Thursday afternoon, the president welcomed the pope to the Blue House, named for the color of the tiles on its roof, where the two leaders reviewed an honor guard before meeting in private with a few advisers. In the customary exchange of gifts, Pope Francis presented Park with a panoramic map of Rome, one of only 300 copies engraved and printed by hand to mark the jubilee year 2000.

Park gave the pope a piece of embroidered fabric as an example of traditional Korean craftsmanship.

Francis is the first pope to visit South Korea since Pope John Paul II in 1989.

There are presently an estimated 5.4 million Catholics in South Korea, around 11 percent of the population, a steep increase from around 1.3 million in 1980.

Francis will begin his first full day of activities with a visit Friday to Daejeon, where he will spend time with young Koreans participating in the sixth annual Asian Youth Day. The next day, he will beatify 124 martyrs in a ceremony expected to draw hundreds of thousands to downtown Seoul.

The Korean media has been giving his trip wide coverage.

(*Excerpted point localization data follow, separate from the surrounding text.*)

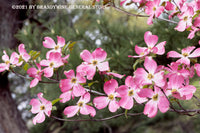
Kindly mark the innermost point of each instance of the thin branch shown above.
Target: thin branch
(187, 113)
(103, 119)
(137, 15)
(128, 13)
(95, 92)
(49, 82)
(19, 75)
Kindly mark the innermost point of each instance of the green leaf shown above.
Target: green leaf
(56, 100)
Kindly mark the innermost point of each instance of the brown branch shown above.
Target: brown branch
(138, 15)
(103, 119)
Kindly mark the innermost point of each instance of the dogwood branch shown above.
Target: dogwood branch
(139, 15)
(103, 119)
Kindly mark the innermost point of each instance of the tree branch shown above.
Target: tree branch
(137, 15)
(103, 119)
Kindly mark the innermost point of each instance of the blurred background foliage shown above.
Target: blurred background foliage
(117, 34)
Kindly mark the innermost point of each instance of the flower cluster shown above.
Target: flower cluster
(186, 11)
(152, 85)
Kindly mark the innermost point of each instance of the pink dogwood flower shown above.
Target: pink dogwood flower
(177, 70)
(36, 74)
(157, 101)
(185, 55)
(93, 60)
(112, 74)
(150, 41)
(22, 53)
(49, 43)
(110, 90)
(153, 9)
(128, 92)
(180, 91)
(54, 61)
(40, 107)
(81, 107)
(151, 75)
(185, 18)
(12, 60)
(72, 83)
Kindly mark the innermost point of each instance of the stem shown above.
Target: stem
(96, 92)
(137, 15)
(103, 119)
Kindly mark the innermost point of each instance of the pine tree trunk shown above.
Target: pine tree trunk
(10, 21)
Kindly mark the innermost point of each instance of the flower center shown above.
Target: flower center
(150, 76)
(73, 80)
(42, 107)
(130, 93)
(94, 62)
(111, 97)
(185, 54)
(154, 8)
(80, 104)
(7, 62)
(51, 64)
(56, 47)
(185, 18)
(155, 97)
(38, 72)
(142, 53)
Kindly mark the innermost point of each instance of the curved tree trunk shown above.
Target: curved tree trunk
(10, 21)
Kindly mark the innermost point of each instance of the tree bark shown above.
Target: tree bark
(10, 22)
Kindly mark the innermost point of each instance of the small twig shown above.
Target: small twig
(48, 82)
(187, 113)
(19, 75)
(137, 15)
(96, 92)
(103, 119)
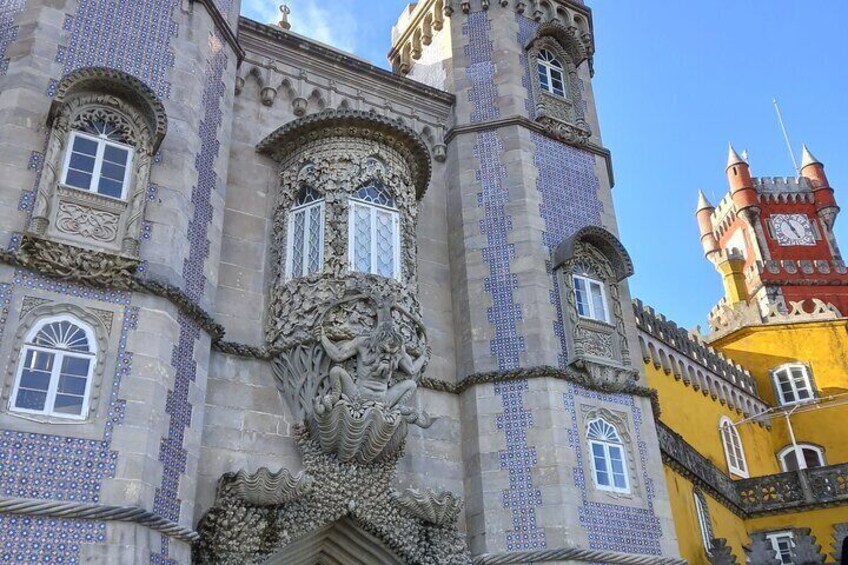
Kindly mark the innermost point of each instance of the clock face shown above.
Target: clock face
(793, 229)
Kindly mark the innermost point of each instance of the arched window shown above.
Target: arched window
(98, 160)
(609, 466)
(551, 73)
(793, 383)
(733, 448)
(704, 522)
(802, 456)
(306, 235)
(55, 372)
(590, 294)
(374, 232)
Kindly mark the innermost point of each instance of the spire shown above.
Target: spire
(733, 157)
(808, 158)
(703, 203)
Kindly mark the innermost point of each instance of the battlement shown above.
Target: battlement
(692, 346)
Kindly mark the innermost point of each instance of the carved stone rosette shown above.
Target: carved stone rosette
(350, 349)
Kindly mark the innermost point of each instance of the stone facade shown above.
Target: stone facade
(436, 408)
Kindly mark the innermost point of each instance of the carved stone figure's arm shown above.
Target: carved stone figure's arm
(339, 352)
(410, 367)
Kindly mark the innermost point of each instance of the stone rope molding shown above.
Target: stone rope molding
(574, 554)
(135, 514)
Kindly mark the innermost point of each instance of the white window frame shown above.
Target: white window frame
(57, 365)
(102, 142)
(606, 445)
(588, 281)
(786, 370)
(549, 69)
(774, 539)
(373, 209)
(798, 453)
(704, 522)
(307, 224)
(735, 452)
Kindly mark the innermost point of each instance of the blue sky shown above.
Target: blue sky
(674, 83)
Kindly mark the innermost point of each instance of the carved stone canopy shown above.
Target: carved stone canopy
(103, 80)
(353, 123)
(605, 242)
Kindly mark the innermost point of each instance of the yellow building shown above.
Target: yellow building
(754, 414)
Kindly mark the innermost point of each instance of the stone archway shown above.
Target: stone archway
(340, 543)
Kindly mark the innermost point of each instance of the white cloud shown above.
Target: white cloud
(336, 26)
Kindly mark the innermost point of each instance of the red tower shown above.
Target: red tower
(772, 238)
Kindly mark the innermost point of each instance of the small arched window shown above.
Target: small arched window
(793, 383)
(55, 372)
(705, 524)
(802, 456)
(98, 160)
(733, 451)
(551, 73)
(305, 235)
(609, 467)
(374, 239)
(590, 294)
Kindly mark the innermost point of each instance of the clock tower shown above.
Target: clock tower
(772, 241)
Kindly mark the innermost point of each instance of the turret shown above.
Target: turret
(704, 214)
(742, 186)
(813, 170)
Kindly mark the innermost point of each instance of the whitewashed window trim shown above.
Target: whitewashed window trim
(799, 453)
(798, 381)
(704, 522)
(102, 143)
(373, 211)
(734, 453)
(611, 448)
(552, 72)
(59, 356)
(590, 310)
(782, 544)
(305, 211)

An editorial in the Thursday morning Korean Herald said: "When Pope Francis arrives in Korea ... he will find a nation that is thirsting for comfort, a caring touch and words of wisdom from a leader known for walking with his flock."

From the papal plane on his way to South Korea, Francis dispatched a telegram to China President Xi Jinping: "I extend the best wishes to your excellency and your fellow citizens, and I invoke the divine blessings of peace and well-being upon the nation," he wrote.

The pope traditionally sends a telegram to the governments of the countries he flies over. The China message is viewed as special: The last time a pope traveled to East Asia was when John Paul II flew to the Philippines in 1995. At that time, Chinese authorities denied permission for the pope to fly over their territory, forcing the papal plane into a long detour.